Tuesday, March 21, 2006

Vacationing Bush Administration Ignored FBI Agent's Attempts to Prevent 9/11



While President Smirky McAWOL spent the month of August 2001 on vacation, FBI agents in Minnesota spent a fruitless month trying to get the FBI in Washington to take their information seriously. Testimony in Moussaoui's trial yesterday established that Agent Harry Samit made more the 70 separate attempts to get the Bush Administration to realize that Moussaoui was a serious threat, and that he was plotting to hijack an airplane. Samit contacted his superiors at the FBI, as well as FBI's London, Paris and Oklahoma City offices, FBI headquarters files, the CIA's counterterrorism center, the Secret Service, the Immigration and Naturalization Service, the Federal Aviation Administration, possibly the National Security Agency (he couldn't say the name in court), and the FBI's Iran, Osama bin Laden, radical fundamentalist, and national security law units at headquarters. Yet no one took him seriously.

When incompetent, idiotic liars run the government, disasters happen.


WaPo:
FBI Was Warned About Moussaoui
Agent Tells Court Of Repeated Efforts Before 9/11 Attacks


An FBI agent who interrogated Zacarias Moussaoui before Sept. 11, 2001, warned his supervisors more than 70 times that Moussaoui was a terrorist and spelled out his suspicions that the al-Qaeda operative was plotting to hijack an airplane, according to federal court testimony yesterday.

Agent Harry Samit told jurors at Moussaoui's death penalty trial that his efforts to secure a warrant to search Moussaoui's belongings were frustrated at every turn by FBI officials he accused of "criminal negligence." Samit said he had sought help from a colleague, writing that he was "so desperate to get into Moussaoui's computer I'll take anything."

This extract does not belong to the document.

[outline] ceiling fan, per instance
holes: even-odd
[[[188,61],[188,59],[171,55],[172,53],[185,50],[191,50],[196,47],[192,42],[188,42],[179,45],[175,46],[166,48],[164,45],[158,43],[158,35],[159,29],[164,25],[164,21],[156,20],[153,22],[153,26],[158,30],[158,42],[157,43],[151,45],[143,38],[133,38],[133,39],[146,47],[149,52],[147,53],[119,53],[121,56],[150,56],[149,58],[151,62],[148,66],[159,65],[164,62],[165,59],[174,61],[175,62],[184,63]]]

That was on Sept. 10, 2001.

[]

MacMahon zeroed in on increasingly urgent warnings Samit issued to his FBI supervisors after he interviewed Moussaoui at a Minnesota jail in mid-August 2001. Moussaoui had raised Samit's suspicions because he was training on a 747 simulator with limited flying experience and could not explain his foreign sources of income.

By Aug. 18, 2001, Samit was telling FBI headquarters that he believed Moussaoui intended to hijack a plane "for the purpose of seizing control of the aircraft." A few days later, he learned from FBI agents in France that Moussaoui had been a recruiter for a Muslim group in Chechnya linked to Osama bin Laden.


AP: FBI Agent Slams Bosses at Moussaoui Trial


MacMahon walked Samit through e-mails and letters the agent sent seeking help from the FBI's London, Paris and Oklahoma City offices, FBI headquarters files, the CIA's counterterrorism center, the Secret Service, the Immigration and Naturalization Service, the Federal Aviation Administration, an intelligence agency not identified publicly by name in court (possibly the National Security Agency), and the FBI's Iran, Osama bin Laden, radical fundamentalist, and national security law units at headquarters.

[]

MacMahon introduced an Aug. 31 letter Samit drafted "to advise the FAA of a potential threat to security of commercial aircraft" from whomever Moussaoui was conspiring with.

But [FBI headquarters agent Mike] Maltbie barred him from sending it to FAA headquarters, saying he would handle that, Samit testified. The agent added that he did tell FAA officials in Minneapolis of his suspicions.